RUTENG | patrolipost.com – Kepergian Emeritus Uskup Ruteng, Mgr Hubertus Leteng menyisakan duka bagi Umat Katolik di Manggarai Raya. Uskup Emeritus Mgr Hubert Leteng tutup usia pada Minggu (31/7/2022) dan dimakamkan, Rabu (3/8/2022).
Misa pemakaman Mgr Hubert Leteng diikuti ribuan umat. Misa itu dipimpin langsung oleh Uskup Ruteng, Mgr Siprianus Hormat bersama sejumlah Uskup dan para imam. Tampak hadir juga mengikuti misa pemakaman jenazah yakni Bupati Manggarai Heribertus Nabit, Sekda Manggarai Jahang Fansi Aldus, Sekda Manggarai Timur Boni Hasudungan Siregar dan sejumlah pejabat undangan lainnya.
Bupati Manggarai Heribertus GL Nabit dalam sambutannya menyampaikan, Kepergian mantan Uskup Ruteng dalam diamnya merupakan sebuah kritikan.

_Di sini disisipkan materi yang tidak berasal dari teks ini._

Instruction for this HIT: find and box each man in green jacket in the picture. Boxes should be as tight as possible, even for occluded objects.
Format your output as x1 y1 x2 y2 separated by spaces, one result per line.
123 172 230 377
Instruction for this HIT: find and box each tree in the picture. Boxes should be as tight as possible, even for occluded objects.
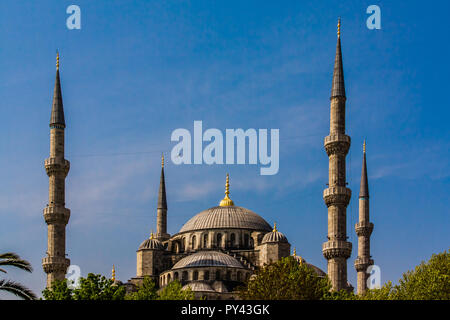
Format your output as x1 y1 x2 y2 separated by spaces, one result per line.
42 273 125 300
0 252 37 300
158 280 195 300
358 250 450 300
125 277 158 300
238 256 331 300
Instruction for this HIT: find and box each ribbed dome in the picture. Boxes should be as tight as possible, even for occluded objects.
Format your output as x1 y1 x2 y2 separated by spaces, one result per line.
172 251 244 270
181 281 216 292
138 237 164 250
261 231 288 243
180 206 272 233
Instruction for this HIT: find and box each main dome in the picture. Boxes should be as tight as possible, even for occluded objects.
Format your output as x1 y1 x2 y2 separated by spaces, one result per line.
179 206 272 233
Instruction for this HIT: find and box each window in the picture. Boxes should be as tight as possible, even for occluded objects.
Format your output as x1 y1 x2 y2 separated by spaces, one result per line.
203 234 208 248
217 233 222 247
191 236 197 250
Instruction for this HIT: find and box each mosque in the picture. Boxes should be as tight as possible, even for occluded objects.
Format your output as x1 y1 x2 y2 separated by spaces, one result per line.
42 21 374 299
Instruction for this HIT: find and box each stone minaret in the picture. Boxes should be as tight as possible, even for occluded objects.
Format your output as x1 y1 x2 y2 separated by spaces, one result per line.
322 19 352 291
355 141 373 294
42 54 70 288
156 155 170 241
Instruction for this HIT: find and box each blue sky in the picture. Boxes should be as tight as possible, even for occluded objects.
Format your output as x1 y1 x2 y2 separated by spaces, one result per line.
0 0 450 293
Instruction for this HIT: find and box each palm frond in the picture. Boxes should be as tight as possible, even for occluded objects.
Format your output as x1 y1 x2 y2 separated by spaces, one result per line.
0 279 37 300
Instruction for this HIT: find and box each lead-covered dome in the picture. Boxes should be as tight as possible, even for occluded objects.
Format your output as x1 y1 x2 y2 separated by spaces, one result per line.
180 206 272 233
172 251 244 270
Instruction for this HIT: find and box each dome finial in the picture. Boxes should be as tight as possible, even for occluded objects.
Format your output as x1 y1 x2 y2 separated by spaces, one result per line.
219 173 234 207
111 265 116 282
338 17 341 38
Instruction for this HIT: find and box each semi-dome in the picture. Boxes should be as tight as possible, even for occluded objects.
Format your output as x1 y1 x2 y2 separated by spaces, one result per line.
180 174 272 233
261 224 288 243
172 251 244 270
138 233 164 250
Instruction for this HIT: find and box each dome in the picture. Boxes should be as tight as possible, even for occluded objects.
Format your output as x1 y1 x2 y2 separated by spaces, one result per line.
181 281 216 292
172 251 244 270
261 224 288 243
138 233 164 250
180 206 272 233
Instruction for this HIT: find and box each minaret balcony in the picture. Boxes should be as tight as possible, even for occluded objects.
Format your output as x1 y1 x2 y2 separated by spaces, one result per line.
355 222 373 237
44 157 70 176
42 257 70 273
44 205 70 225
323 133 351 156
322 240 352 259
323 186 352 207
355 256 374 272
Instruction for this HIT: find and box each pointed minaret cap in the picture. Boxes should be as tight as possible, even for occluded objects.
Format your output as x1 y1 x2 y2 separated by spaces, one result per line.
50 52 66 128
219 173 234 207
359 140 369 198
158 154 167 210
331 18 345 98
111 265 116 282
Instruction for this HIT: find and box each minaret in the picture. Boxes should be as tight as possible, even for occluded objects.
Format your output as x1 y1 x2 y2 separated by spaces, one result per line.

“Kepergiannya yang mendadak adalah kritik bagi kami bahwa hidup ini sesungguhnya harus dijalani dengan sederhana dan diam,” jelas Bupati Hery.
Menurut Bupati Heri, poin yang diambil dari kisah hidup mantan uskup tersebut adalah diam karena tidak pernah terdengar nada protes dan mengeluh sedikit pun dari mulutnya.
“Diam-diam, ia pergi dalam sunyi, di hari minggu pagi, ketika kita-kita yang lain bersiap-siap ke gereja untuk memuliakan nama Tuhan. Memang ia sedikit gelisah pada jam 4 pagi, begitu yang saya dengar dari testimoni para frater Keuskupan Bandung, yang menjaganya malam itu. Tapi dua jam kemudian, kegelisahannya terhenti dan diganti dengan ketenteraman Mori Keraeng Ema Pu’un Kuasa (Allah Maha Kuasa),” ungkapnya.
Bupati Heri mengungkapkan, sikap diam Emeritus Uskup Ruteng merupakan sebuah bentuk mengelola kenyataan hidupnya yang menurut masyarakat awam termasuk kontroversial.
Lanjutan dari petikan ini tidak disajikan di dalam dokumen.